Data Interception and Alteration
Data exchanged between medical devices and healthcare systems is intercepted and altered by the attacker, which leads to wrong output data by the device. These modified data are misinterpreted by healthcare professionals, causing serious threats to patients. Establishing secure communication channels using Transport Layer Security and Secure Sockets Layer, tamper-proof hardware secures the device from unauthorized interception. Before executing the firmware, the digital signature verifies the integrity of the user.
Firmware Tampering
Unauthorized modification of the firmware introduces vulnerabilities in the device and alters the data. It is done by intercepting firmware patch updates or direct device access. With tamper-proof hardware, a chain of trust is created, and each step is verified for valid authorization before proceeding to the next. Encrypting firmware protects it from being read by an attacker. Run-time integrity checks and behavior monitoring can detect anomalous activities.
Credential and Key Access Through Side-Channel Attacks
Exploit the physical characteristics of a device, such as power consumption or electromagnetic emissions, through physical access. This information reveals the encryption keys. Dynamic execution and modifying the timing make the function unpredictable to an attacker. The level of noise introduced can detect any malicious activity. Obfuscating critical operations protects from side-channel attacks.
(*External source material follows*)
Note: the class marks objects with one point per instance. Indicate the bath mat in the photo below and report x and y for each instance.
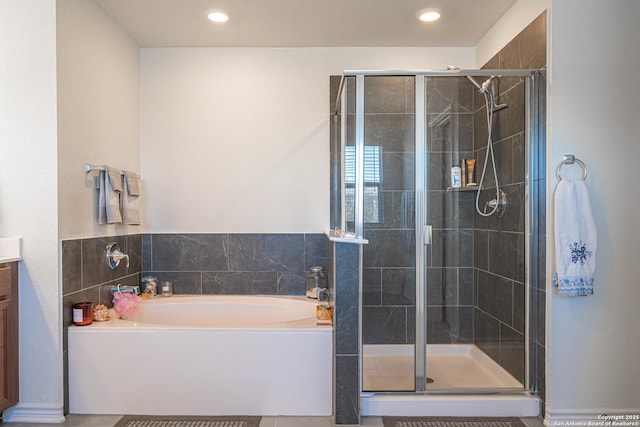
(179, 421)
(451, 422)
Reverse engineering is possible.
Replay Attacks
Attackers capture legitimate data transmissions and replay them to gain access. Electromagnetic shielding can prevent the leak of signals that are captured and intercepted. Time-stamping makes every communication unique and makes sure it is not reused. To obscure specific patterns, noise can be added. The intrusion detection system triggers alerts and shuts down the system if it is compromised. Masking techniques hide the actual value processed. Changing device parameters frequently by dynamic reconfiguration prevents any patterns that could be exploited.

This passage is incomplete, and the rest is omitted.